While some African-Americans view gardening and cooking with disdain, their ancestors enjoyed some sovereignty through mastering these traditions, Twitty says. While slave cooks received no credit for sustaining Southern households for centuries, they enjoyed a degree of independence.
It’s time, he believes, for urban households to reclaim that spirit. Urban agriculture and local food activism has taken off in Washington, D.C., Detroit, New York City and Oakland. In Louisville, Twitty will be hosted by New Roots, the nonprofit organization behind 12 cooperative “Fresh Stops.” These markets, hosted mainly by churches, pool residents’ funds to purchase locally grown food in bulk to bring fresh vegetables to working class and poor households.
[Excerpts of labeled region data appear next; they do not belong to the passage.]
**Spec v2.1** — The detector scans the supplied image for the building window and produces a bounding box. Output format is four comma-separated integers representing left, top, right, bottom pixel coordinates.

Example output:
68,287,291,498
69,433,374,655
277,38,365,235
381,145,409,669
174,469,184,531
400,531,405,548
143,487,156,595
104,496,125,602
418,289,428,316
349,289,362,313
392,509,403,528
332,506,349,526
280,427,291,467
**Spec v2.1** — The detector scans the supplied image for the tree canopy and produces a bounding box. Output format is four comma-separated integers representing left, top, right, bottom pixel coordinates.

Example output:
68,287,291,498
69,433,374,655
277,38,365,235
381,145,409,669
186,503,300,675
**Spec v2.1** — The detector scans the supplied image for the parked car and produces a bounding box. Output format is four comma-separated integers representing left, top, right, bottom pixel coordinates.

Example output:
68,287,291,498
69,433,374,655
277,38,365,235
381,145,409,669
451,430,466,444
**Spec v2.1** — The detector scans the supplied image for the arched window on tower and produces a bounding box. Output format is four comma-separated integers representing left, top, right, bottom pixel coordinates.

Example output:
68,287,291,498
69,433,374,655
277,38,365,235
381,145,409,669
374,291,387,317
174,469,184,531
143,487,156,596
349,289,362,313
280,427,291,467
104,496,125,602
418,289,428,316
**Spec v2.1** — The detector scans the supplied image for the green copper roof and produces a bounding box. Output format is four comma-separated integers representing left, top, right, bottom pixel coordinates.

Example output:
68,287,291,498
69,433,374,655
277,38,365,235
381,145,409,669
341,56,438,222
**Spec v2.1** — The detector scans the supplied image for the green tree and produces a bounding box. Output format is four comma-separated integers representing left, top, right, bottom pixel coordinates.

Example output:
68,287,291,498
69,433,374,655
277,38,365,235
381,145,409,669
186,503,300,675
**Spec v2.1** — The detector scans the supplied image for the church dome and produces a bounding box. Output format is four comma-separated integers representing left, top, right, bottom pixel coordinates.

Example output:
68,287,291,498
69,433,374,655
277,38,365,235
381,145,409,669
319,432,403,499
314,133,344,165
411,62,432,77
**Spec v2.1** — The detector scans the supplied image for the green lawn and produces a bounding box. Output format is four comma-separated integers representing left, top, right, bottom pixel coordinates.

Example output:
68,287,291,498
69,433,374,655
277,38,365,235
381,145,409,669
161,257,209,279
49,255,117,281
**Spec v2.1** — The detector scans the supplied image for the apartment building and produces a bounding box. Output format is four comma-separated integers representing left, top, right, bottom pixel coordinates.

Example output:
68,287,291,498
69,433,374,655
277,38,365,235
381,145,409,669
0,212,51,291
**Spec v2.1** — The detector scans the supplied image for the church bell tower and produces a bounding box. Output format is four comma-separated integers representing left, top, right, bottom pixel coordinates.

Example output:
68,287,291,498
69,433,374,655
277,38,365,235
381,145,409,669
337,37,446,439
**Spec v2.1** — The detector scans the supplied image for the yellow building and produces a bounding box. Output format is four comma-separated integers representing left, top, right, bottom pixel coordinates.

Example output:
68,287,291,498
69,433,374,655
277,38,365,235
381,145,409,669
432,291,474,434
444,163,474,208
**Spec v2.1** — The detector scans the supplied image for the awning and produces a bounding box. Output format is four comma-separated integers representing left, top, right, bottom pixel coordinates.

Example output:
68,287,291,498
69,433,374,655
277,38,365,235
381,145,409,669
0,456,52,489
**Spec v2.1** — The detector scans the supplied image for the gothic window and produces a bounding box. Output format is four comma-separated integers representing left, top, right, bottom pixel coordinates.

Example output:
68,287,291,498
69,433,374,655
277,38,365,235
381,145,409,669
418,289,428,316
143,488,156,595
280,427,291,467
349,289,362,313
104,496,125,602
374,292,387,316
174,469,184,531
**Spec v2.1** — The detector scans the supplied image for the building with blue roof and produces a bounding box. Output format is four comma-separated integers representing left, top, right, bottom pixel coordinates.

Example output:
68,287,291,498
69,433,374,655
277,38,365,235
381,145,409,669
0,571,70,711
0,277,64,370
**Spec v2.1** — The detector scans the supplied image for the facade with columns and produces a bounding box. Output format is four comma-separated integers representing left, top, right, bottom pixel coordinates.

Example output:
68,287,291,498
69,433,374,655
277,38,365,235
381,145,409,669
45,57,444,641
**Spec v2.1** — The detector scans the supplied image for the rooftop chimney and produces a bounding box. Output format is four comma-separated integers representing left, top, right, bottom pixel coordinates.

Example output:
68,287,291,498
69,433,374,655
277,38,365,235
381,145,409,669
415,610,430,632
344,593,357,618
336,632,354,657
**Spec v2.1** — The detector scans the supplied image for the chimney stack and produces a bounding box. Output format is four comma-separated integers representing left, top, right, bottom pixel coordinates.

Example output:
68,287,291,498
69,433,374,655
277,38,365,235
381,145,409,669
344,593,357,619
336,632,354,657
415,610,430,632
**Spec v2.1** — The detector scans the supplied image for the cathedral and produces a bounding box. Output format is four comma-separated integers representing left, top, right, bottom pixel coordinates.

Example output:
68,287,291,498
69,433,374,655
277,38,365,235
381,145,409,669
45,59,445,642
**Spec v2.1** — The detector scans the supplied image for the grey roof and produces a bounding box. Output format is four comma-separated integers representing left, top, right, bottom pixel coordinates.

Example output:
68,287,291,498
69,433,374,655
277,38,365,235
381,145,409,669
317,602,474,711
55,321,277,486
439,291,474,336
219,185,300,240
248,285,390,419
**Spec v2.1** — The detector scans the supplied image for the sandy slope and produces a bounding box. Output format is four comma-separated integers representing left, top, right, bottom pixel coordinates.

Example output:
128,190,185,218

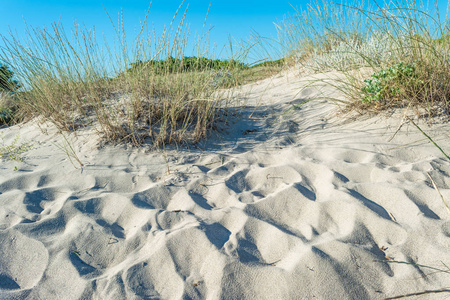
0,69,450,299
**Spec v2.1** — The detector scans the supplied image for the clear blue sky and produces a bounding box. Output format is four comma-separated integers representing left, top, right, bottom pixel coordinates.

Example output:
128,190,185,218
0,0,302,62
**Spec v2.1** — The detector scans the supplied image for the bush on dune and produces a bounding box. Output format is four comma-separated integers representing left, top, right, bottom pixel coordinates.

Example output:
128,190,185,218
278,0,450,116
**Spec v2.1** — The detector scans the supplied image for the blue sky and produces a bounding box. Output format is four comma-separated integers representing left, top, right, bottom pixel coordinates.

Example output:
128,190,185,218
0,0,302,62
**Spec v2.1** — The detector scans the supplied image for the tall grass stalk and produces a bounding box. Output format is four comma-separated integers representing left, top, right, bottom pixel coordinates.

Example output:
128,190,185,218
278,0,450,116
0,3,248,146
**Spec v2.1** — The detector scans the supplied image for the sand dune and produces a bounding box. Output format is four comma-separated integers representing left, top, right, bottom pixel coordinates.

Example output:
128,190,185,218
0,69,450,299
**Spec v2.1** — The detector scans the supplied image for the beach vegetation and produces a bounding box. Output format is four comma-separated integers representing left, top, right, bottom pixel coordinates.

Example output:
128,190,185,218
277,0,450,117
0,4,256,147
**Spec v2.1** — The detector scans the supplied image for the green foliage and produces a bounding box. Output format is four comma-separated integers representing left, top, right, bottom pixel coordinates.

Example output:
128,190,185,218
251,58,286,69
0,64,20,92
127,56,247,74
361,62,415,103
0,107,13,125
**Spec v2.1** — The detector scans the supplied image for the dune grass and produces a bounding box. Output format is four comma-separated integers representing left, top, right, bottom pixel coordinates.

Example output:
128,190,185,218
278,0,450,116
0,4,260,146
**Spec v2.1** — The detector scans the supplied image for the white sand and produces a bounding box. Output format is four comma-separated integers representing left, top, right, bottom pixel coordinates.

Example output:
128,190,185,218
0,69,450,299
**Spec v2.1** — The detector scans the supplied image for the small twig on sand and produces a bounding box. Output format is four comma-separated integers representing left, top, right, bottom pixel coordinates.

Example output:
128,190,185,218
384,289,450,300
427,172,450,214
405,116,450,160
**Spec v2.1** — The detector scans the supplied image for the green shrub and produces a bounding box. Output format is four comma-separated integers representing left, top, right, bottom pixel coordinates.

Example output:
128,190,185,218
0,64,20,92
0,108,13,125
361,62,415,103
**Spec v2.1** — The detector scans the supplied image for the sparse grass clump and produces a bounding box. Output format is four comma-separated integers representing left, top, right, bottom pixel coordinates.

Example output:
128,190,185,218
278,0,450,116
0,6,250,146
0,135,32,162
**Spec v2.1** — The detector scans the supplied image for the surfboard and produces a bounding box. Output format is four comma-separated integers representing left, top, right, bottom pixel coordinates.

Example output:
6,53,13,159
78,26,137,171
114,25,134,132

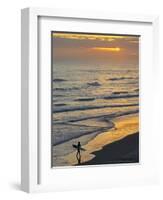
72,144,85,151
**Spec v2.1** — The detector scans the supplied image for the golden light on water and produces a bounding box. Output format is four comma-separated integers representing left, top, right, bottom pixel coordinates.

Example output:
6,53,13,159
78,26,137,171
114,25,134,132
92,47,121,52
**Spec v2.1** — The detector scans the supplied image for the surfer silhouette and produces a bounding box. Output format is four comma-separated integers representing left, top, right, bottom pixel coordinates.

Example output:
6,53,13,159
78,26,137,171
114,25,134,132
72,142,85,165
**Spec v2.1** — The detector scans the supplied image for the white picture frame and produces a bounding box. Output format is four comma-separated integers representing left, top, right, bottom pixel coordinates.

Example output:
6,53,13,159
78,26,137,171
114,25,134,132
21,8,159,192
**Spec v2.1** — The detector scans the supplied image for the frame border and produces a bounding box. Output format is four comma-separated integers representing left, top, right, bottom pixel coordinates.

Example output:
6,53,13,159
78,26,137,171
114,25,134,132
21,8,159,192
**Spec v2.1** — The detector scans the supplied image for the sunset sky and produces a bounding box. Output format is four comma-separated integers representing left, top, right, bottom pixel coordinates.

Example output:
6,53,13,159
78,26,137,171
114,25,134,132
52,32,139,66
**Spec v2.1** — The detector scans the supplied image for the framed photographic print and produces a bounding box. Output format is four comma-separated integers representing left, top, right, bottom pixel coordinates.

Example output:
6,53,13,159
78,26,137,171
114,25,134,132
21,8,159,192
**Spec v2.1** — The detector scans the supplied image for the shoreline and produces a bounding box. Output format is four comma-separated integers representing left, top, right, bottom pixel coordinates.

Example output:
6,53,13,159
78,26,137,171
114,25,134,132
64,114,139,166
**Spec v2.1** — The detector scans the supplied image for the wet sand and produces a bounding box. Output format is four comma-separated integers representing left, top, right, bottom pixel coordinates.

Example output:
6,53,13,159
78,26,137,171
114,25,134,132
64,114,139,166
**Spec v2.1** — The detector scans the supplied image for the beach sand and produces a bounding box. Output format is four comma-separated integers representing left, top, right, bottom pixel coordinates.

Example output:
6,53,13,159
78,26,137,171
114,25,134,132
64,114,139,166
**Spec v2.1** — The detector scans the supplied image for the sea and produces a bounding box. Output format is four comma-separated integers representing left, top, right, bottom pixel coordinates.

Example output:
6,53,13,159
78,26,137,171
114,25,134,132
51,64,139,166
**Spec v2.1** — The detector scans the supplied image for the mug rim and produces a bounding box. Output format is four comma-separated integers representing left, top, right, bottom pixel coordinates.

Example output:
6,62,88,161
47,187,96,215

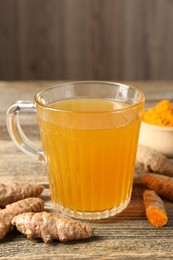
34,80,145,113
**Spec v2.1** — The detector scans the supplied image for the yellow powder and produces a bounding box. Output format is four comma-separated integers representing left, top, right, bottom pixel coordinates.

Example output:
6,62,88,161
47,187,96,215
142,100,173,126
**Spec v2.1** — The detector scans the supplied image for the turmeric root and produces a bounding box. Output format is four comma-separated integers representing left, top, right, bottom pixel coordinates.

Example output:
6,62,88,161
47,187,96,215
142,173,173,201
0,198,44,239
12,211,92,243
0,183,44,207
137,145,173,174
143,190,168,227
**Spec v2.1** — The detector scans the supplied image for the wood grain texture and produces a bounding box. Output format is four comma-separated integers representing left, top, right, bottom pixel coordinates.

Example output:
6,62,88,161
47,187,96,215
0,0,173,80
0,81,173,260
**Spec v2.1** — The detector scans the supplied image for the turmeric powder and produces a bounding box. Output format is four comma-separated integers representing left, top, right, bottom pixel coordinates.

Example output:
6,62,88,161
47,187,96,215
136,145,173,174
12,211,93,243
143,190,168,227
142,100,173,126
142,173,173,201
0,183,44,207
0,198,44,239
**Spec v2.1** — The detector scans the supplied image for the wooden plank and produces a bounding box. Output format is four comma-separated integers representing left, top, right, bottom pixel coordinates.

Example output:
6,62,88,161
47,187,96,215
0,81,173,260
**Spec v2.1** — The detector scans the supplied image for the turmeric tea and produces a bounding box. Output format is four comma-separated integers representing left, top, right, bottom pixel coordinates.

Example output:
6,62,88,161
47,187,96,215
142,100,173,126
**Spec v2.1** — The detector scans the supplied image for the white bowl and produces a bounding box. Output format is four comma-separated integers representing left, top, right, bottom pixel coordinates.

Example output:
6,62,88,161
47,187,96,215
139,122,173,158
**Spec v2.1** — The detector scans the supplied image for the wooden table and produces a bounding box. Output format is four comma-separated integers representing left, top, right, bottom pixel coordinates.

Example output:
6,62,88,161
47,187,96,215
0,81,173,259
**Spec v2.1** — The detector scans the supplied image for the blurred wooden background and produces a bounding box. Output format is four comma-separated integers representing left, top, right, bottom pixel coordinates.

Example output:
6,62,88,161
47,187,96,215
0,0,173,80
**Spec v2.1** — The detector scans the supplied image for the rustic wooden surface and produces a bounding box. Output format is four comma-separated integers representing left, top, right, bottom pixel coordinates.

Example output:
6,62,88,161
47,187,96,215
0,0,173,80
0,82,173,260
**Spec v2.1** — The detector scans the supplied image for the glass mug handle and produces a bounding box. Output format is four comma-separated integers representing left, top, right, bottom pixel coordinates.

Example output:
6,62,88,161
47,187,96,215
6,101,46,164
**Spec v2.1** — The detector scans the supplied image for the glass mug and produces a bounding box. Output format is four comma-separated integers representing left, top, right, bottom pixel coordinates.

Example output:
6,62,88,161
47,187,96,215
7,81,144,219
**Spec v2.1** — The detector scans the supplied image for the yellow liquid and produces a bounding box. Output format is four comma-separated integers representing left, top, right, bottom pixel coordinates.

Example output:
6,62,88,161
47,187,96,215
38,99,140,212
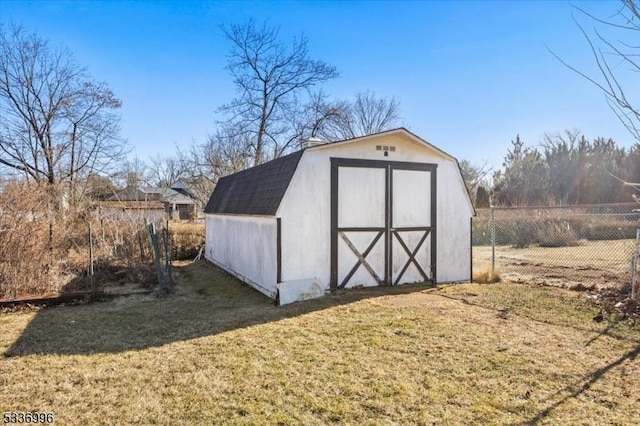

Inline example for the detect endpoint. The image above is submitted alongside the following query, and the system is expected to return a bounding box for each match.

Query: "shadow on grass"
[512,345,640,426]
[4,261,427,357]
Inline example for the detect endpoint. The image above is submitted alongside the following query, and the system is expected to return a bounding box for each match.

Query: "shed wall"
[277,134,473,289]
[205,214,277,298]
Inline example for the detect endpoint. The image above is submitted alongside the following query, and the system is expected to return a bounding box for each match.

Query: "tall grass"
[0,182,154,299]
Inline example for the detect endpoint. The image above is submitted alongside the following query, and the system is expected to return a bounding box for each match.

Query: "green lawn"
[0,262,640,425]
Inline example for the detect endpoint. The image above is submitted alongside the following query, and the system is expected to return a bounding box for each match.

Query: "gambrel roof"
[204,150,304,216]
[204,127,473,216]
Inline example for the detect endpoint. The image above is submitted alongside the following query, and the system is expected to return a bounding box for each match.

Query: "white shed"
[205,128,474,304]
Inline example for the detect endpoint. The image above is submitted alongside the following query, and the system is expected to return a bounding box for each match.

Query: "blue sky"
[0,0,640,171]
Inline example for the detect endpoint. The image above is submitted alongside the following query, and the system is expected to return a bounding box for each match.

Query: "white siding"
[205,214,277,298]
[277,133,473,289]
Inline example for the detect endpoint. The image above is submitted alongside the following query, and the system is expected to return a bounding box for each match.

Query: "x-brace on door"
[331,158,437,290]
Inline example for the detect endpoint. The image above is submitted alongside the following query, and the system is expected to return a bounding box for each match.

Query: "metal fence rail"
[472,203,640,296]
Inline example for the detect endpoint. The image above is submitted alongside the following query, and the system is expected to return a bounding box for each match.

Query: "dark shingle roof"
[204,150,303,216]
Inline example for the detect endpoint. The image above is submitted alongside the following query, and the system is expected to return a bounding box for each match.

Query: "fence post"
[490,204,496,276]
[89,221,96,302]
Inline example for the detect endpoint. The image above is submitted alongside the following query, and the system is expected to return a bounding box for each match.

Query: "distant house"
[102,183,198,220]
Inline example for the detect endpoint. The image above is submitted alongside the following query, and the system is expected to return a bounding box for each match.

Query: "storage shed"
[205,128,474,304]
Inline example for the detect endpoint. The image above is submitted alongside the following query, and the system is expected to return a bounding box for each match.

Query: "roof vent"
[300,137,328,149]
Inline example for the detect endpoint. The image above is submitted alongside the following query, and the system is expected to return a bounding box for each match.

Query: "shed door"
[331,158,436,289]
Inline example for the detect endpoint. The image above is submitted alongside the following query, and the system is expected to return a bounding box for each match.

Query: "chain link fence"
[472,203,640,298]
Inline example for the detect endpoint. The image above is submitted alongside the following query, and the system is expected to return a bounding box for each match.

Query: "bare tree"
[0,27,124,194]
[318,90,400,140]
[149,155,187,188]
[219,21,338,165]
[551,0,640,142]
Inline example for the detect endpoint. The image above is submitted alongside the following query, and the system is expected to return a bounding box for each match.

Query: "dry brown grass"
[0,182,160,300]
[473,265,502,284]
[0,262,640,425]
[169,222,204,260]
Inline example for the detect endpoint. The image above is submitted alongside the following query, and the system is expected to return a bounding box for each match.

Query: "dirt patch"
[372,293,458,308]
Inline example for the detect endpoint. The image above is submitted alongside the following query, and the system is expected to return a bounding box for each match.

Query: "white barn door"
[331,158,436,290]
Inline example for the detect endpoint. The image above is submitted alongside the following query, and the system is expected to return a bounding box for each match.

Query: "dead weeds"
[0,262,640,425]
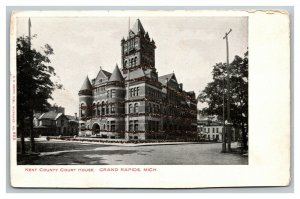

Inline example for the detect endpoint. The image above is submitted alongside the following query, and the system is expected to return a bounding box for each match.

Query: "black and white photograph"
[16,13,251,165]
[10,10,290,188]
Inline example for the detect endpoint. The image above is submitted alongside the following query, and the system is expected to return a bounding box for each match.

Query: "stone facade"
[79,19,197,140]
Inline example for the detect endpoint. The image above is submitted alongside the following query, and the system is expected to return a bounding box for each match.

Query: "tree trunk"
[242,122,248,150]
[19,119,26,155]
[29,111,35,152]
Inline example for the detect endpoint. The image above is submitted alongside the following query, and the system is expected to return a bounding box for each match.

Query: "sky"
[17,16,248,115]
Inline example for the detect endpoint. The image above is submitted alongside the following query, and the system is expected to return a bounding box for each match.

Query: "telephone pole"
[223,28,232,152]
[222,76,226,153]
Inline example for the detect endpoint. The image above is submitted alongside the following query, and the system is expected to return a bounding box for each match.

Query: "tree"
[198,51,248,149]
[16,35,62,154]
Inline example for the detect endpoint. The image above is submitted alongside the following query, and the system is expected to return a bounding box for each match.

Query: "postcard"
[9,10,290,188]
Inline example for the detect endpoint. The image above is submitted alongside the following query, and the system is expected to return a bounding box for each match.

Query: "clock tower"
[121,19,156,73]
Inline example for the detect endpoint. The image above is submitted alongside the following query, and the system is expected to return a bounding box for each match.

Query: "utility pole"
[126,67,130,140]
[28,18,35,153]
[223,29,232,152]
[222,77,226,153]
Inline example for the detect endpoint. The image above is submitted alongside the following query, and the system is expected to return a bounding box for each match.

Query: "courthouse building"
[78,19,197,140]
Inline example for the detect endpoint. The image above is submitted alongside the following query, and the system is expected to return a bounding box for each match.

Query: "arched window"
[97,102,101,115]
[149,103,152,113]
[130,59,133,66]
[133,103,139,113]
[110,104,116,113]
[92,103,97,116]
[106,102,109,114]
[133,87,137,96]
[134,57,137,66]
[80,103,86,117]
[101,102,105,115]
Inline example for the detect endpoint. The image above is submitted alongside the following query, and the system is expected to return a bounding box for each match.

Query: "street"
[17,140,248,165]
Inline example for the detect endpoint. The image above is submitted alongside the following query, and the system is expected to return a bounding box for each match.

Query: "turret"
[78,76,93,118]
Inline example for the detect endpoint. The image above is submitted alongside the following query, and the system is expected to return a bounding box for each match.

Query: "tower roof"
[80,76,93,91]
[131,19,145,34]
[109,65,123,82]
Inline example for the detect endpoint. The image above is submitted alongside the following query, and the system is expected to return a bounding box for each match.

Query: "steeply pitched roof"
[39,111,62,120]
[94,67,111,84]
[131,19,145,34]
[158,73,177,84]
[33,113,42,119]
[124,68,145,80]
[109,65,123,82]
[80,76,93,91]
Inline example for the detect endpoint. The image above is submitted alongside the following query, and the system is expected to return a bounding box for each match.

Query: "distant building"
[33,111,79,136]
[197,115,239,142]
[78,19,197,140]
[49,105,65,114]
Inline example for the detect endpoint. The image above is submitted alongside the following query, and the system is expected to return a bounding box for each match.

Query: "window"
[110,104,116,113]
[134,120,139,131]
[97,102,101,115]
[106,103,109,114]
[93,103,97,116]
[130,88,133,97]
[80,103,85,117]
[134,57,137,66]
[106,121,110,131]
[133,87,137,96]
[111,89,116,98]
[149,103,152,113]
[110,121,116,131]
[133,103,139,113]
[130,58,133,66]
[101,102,105,115]
[129,121,133,132]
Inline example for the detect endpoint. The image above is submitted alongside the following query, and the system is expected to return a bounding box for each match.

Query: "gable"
[95,69,111,84]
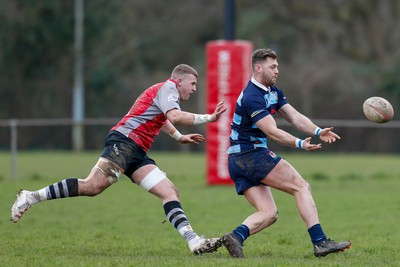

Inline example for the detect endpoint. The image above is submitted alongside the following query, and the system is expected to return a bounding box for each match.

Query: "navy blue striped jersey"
[227,78,287,154]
“Black people had to leave the rural areas to make a living and leave oppression. That took us away from a lot of life skills and stability that was passed down from generation to generation,” says Twitty. “That is what we are trying to get back. Somebody who had control over their food system is not a slave. If you think being agricultural makes you enslaved, you are forgetting that agriculture is the root of civilization.”
That is why Twitty is proud to don historical costume and provoke conversation.
He will sign copies of his book at the Frazier History Museum, 829 W. Main St., from 6-7:30 p.m. on Monday, June 5, in a program free to museum members and New Roots subscribers. The talk is $12 for museum non-members. Tickets for a rooftop dinner to follow cost $100.
Besides talking about slavery, Twitty’s writings explore his Jewish roots, like @KosherSoul, his Twitter handle that boasts 14,000 followers. Twitty will celebrate those traditions by cooking up black-eye pea hummus on Tuesday, June 6, from 6-8 p.m. at The Table, 1800 Portland Ave. Tickets are $5.
At the New Roots’ event on Wednesday, June 7, at 2:30 p.m., Twitty will be the guest chef at the Jewish Community Center, 3600 Dutchmans Lane, when shareholders claim their first vegetables of the 2017 growing season.
“This is a unique opportunity for everyone interested in food, culture and justice to connect,” says Karyn Moskowitz, executive director at New Roots. Twitty’s visit provides a venue “to spread the word about how Fresh Stop Markets use a cooperative economic model to help solve food insecurity in our region.”